Bien sûr, déchoir de leur nationalité des individus qui n’en ont que faire serait moins efficace que rétablir la peine de mort pour les terroristes, mettre leurs têtes à prix pour rendre leurs mouvements difficiles ou expulser leurs familles afin que leur entourage, lassé et touché, finisse par prendre lui-même en charge le dur travail d’éradication des criminels. Mais ne rêvons pas trop, il faudra encore quelques attentats pour que ces indicibles préconisations acquièrent droit de cité dans le débat public.
Quoi qu’il en soit, la déchéance de nationalité s’engagea sur un chemin de croix médiatique et parlementaire, dans un équipage chaotique avec la constitutionnalisation de l’état d‘urgence. Certes la mesure était plus complexe qu’il ne fut initialement envisagé, les engagements internationaux de la France empêchant de créer des apatrides. Il fallut donc la borner aux binationaux, mais l’on tombait alors dans le piège de la rupture d’égalité. La droite, tout aussi rouée qu’un président dont les manœuvres habituelles empêchent qu’on lui fasse crédit de la moindre sincérité, ne put résister à la tentation de lui mettre des bâtons dans les roues.
Sans majorité dans les assemblées et perdant progressivement son soutien dans l’opinion, il a dû prendre acte de l’impossibilité à faire adopter sa réforme. Le jeu politicien va désormais consister, à gauche comme à droite, à faire porter aux autres le chapeau de l’échec. Mais François Hollande est président et il lui incombait de trouver les moyens, sur un sujet aussi sensible, de parvenir à ses fins. Quels que soient les efforts de ses communicants et la complaisance des médias, il en aura forcément la responsabilité.
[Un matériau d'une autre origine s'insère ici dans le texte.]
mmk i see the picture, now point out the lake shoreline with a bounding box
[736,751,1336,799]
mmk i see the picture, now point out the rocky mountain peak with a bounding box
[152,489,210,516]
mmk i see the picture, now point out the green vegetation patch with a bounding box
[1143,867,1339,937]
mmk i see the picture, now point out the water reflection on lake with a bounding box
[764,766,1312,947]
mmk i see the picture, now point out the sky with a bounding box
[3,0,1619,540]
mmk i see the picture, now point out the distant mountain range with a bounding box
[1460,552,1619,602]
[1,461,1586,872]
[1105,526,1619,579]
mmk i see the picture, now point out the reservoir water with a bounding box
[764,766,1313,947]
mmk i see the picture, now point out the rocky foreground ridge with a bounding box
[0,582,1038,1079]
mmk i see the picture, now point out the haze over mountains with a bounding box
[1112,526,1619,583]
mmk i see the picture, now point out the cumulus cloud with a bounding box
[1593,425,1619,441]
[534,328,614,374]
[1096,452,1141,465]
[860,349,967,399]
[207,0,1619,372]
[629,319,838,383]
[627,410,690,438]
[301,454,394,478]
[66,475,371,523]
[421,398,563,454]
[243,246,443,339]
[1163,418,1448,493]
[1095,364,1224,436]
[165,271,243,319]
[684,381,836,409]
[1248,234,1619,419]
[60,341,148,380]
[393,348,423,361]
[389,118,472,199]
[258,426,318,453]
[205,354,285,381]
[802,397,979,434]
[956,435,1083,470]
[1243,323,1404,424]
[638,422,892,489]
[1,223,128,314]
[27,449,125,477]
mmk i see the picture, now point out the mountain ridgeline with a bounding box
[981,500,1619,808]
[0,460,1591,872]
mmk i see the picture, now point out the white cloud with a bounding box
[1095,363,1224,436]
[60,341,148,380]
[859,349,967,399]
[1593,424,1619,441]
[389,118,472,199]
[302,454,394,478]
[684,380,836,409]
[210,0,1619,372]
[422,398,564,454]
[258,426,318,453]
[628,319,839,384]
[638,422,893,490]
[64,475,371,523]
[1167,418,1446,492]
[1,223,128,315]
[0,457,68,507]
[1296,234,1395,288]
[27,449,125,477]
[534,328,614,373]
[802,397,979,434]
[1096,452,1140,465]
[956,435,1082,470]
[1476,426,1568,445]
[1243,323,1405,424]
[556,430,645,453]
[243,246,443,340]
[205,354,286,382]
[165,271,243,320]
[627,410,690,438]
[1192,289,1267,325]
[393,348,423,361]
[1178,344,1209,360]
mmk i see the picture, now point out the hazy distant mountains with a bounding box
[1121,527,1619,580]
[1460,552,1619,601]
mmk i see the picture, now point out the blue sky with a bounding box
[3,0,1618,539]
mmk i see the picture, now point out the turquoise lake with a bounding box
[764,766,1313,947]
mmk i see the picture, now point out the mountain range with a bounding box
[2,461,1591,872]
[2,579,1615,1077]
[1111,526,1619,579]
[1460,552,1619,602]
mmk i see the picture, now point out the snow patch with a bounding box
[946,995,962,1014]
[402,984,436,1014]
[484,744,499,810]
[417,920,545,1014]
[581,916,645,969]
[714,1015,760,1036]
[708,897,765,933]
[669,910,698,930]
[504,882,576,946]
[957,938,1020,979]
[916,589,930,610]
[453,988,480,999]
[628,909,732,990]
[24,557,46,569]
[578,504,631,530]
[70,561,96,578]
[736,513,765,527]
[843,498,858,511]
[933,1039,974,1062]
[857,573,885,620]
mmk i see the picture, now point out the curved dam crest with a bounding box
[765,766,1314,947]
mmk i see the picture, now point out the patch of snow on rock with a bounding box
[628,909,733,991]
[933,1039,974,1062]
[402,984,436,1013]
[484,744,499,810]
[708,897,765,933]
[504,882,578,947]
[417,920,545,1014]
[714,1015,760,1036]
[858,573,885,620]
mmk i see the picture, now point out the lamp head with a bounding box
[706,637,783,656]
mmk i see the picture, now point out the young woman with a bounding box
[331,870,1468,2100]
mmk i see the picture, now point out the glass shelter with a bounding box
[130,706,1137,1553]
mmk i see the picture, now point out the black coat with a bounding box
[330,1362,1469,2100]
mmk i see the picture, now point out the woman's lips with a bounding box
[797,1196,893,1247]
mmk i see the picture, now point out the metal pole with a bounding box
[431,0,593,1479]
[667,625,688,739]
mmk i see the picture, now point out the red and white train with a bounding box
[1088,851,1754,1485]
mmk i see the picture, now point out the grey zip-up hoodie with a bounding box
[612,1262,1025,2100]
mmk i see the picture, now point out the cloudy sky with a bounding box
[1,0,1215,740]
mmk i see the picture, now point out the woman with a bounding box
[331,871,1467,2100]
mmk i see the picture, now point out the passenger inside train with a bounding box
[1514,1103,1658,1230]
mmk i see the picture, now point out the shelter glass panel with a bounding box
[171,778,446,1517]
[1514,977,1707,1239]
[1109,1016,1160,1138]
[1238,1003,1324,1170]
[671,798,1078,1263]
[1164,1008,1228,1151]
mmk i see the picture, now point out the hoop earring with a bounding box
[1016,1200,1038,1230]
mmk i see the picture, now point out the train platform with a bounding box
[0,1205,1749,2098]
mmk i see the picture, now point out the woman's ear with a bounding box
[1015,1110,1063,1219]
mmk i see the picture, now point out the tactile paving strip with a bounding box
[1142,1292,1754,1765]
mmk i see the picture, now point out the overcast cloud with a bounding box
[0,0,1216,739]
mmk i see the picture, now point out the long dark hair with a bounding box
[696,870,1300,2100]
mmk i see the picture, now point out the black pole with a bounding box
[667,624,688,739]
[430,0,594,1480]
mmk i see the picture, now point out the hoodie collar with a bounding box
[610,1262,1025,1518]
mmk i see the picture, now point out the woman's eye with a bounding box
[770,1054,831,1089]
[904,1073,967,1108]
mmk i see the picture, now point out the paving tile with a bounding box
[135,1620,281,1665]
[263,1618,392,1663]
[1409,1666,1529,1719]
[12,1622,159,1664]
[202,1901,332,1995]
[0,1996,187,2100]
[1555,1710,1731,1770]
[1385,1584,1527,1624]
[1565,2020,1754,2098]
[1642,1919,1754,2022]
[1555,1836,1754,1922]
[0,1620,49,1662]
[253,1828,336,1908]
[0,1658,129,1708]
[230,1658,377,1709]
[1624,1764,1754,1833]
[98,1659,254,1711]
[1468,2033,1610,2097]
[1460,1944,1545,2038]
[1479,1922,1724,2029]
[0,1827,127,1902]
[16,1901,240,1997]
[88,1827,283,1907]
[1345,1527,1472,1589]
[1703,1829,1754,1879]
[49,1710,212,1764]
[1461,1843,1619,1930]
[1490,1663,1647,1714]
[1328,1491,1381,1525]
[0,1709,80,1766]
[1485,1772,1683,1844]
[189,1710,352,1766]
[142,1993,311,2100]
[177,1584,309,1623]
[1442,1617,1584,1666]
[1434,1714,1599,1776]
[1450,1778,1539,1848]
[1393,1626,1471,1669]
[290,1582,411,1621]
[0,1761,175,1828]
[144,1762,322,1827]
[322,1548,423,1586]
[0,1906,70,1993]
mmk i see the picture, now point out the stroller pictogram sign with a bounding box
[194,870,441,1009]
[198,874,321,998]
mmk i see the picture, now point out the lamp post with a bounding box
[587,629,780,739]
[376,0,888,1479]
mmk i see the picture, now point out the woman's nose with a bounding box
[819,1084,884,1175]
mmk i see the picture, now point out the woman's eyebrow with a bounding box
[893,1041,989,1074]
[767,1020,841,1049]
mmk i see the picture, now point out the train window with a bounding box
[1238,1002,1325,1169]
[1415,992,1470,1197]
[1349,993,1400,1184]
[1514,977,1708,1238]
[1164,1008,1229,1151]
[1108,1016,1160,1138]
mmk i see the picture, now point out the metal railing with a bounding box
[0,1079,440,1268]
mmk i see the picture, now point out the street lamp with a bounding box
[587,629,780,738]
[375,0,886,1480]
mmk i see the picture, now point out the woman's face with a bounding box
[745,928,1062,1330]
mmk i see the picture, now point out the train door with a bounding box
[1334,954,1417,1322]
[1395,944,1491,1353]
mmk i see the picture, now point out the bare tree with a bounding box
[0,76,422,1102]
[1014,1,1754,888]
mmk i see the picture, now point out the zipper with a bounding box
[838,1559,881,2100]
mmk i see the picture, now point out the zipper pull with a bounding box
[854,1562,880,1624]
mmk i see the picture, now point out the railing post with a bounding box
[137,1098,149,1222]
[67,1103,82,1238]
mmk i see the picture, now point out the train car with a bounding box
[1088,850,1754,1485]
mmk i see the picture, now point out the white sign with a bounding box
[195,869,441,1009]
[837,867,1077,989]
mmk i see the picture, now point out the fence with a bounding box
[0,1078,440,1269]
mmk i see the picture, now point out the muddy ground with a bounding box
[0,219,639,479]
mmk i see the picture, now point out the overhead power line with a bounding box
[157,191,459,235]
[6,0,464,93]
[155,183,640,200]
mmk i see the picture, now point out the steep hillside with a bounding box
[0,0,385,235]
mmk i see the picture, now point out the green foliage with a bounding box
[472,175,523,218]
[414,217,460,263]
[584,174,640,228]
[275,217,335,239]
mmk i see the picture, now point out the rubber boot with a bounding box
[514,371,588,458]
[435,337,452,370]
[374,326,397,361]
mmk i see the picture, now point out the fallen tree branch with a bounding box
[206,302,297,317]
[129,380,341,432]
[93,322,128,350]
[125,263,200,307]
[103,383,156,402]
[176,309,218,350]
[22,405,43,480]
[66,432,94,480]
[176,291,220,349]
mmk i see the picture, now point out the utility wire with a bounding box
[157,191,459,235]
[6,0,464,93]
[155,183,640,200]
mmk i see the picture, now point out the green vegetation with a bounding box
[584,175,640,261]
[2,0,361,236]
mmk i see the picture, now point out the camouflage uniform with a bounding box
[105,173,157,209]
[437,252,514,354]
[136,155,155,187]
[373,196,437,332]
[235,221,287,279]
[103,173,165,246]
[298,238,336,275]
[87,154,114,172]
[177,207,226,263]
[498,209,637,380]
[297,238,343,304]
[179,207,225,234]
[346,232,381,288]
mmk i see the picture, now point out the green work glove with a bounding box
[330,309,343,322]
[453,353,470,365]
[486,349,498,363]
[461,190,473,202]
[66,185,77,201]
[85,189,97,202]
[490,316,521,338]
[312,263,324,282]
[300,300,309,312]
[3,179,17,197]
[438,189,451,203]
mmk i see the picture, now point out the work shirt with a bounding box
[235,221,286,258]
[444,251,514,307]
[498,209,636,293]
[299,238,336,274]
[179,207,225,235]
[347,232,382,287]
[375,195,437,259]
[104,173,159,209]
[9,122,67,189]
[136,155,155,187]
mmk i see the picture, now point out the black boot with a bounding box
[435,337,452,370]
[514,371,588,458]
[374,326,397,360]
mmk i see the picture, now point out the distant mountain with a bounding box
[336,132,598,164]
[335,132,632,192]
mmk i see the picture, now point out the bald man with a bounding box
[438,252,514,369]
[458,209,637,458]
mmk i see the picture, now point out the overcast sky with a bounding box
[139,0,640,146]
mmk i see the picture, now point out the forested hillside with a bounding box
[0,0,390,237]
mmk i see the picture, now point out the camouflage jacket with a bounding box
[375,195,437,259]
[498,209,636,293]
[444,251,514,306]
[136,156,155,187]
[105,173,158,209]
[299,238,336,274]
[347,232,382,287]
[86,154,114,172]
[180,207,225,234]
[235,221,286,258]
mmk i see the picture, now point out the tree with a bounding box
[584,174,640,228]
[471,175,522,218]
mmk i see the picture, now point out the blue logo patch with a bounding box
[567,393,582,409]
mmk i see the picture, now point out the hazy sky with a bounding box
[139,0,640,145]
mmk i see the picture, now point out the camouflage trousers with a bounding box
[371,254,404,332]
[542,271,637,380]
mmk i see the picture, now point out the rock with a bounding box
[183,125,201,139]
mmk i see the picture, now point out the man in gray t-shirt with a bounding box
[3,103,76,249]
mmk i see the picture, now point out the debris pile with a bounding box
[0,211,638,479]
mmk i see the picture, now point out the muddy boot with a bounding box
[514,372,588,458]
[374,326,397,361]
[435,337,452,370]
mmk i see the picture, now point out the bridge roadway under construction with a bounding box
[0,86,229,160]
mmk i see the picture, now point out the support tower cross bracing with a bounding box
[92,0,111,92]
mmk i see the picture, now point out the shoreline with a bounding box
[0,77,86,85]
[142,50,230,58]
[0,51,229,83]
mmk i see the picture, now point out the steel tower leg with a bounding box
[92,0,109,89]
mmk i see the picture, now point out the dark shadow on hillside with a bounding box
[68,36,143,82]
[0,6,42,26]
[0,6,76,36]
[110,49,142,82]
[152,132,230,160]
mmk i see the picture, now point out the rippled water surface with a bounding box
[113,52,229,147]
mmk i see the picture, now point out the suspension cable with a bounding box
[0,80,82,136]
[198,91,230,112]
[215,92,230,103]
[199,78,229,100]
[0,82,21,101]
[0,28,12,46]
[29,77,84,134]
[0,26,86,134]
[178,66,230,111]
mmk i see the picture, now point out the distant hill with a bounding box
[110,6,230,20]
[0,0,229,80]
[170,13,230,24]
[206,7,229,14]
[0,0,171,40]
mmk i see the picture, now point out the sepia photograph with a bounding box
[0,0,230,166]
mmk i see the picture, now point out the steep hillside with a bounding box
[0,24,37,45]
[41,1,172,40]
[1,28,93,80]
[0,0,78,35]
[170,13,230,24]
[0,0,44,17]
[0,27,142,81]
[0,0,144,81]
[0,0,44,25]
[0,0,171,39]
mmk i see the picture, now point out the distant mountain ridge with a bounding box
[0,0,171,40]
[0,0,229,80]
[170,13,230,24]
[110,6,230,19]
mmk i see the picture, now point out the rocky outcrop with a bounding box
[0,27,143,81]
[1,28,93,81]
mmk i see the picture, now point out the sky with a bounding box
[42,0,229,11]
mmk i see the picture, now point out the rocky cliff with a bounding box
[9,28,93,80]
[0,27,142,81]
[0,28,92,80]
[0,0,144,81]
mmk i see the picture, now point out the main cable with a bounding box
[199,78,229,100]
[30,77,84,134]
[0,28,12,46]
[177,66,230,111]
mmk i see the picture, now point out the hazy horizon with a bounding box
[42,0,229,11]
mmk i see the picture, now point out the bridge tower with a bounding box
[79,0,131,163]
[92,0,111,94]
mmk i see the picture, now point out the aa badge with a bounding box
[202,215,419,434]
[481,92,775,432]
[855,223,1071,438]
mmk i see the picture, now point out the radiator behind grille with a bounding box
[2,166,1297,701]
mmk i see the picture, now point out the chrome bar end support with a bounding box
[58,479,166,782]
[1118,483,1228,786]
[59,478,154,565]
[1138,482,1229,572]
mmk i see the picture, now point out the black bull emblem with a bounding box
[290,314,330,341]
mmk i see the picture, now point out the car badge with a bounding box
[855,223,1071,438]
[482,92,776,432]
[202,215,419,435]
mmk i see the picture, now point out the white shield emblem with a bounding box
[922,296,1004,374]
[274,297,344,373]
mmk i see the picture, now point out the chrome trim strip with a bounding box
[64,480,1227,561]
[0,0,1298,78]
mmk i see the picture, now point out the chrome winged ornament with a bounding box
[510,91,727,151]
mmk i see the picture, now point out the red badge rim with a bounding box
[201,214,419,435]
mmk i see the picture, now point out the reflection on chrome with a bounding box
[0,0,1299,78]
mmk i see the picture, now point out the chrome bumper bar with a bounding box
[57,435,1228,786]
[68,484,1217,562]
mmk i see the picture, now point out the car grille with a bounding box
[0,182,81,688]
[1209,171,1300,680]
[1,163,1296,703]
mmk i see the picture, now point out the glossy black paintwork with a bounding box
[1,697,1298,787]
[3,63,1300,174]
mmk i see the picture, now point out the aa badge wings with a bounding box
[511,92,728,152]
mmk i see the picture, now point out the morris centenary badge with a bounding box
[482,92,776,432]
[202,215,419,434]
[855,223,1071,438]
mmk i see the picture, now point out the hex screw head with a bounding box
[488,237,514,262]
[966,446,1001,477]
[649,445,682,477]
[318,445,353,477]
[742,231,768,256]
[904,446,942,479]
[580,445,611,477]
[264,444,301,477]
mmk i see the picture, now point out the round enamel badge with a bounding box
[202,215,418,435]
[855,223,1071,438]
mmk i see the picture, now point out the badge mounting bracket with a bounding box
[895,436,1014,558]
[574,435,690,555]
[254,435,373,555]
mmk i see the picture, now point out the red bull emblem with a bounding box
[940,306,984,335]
Il existait pourtant une alternative. Mais il fallait une audace gaullienne pour s’en emparer. L’article 11 de la constitution, dont les termes ont déjà été largement sollicités par le passé, permet de soumettre au peuple un projet de loi portant sur l’organisation des pouvoirs publics ou même, depuis 2008, sur des questions sociales. Et le Conseil constitutionnel s’interdit de juger de la constitutionnalité d’une réforme adoptée selon cette procédure.
Si François Hollande en avait eu le cran, il aurait tordu la lettre du texte pour en capturer l’esprit. Quand la révision a commencé à s’enliser, il lui fallait passer en force, en appeler au peuple sur cette question sociale entre toutes et, s’il était suivi sur ce sujet, dissoudre l’Assemblée dans la foulée. Sans doute n’aurait-il pas eu de « majorité présidentielle » très nette, mais il aurait à tout le moins limité considérablement la casse.
N’est pas de Gaulle ni même Mitterrand qui veut. François Hollande a sans doute gaspillé aujourd’hui, engoncé dans l’excessive prudence de l’homme d’appareil, sa dernière chance de sauver son trône en 2017.
C’est bien le drame du quinquennat : cinq ans, c’est trop court pour muer de politicien en homme d’Etat.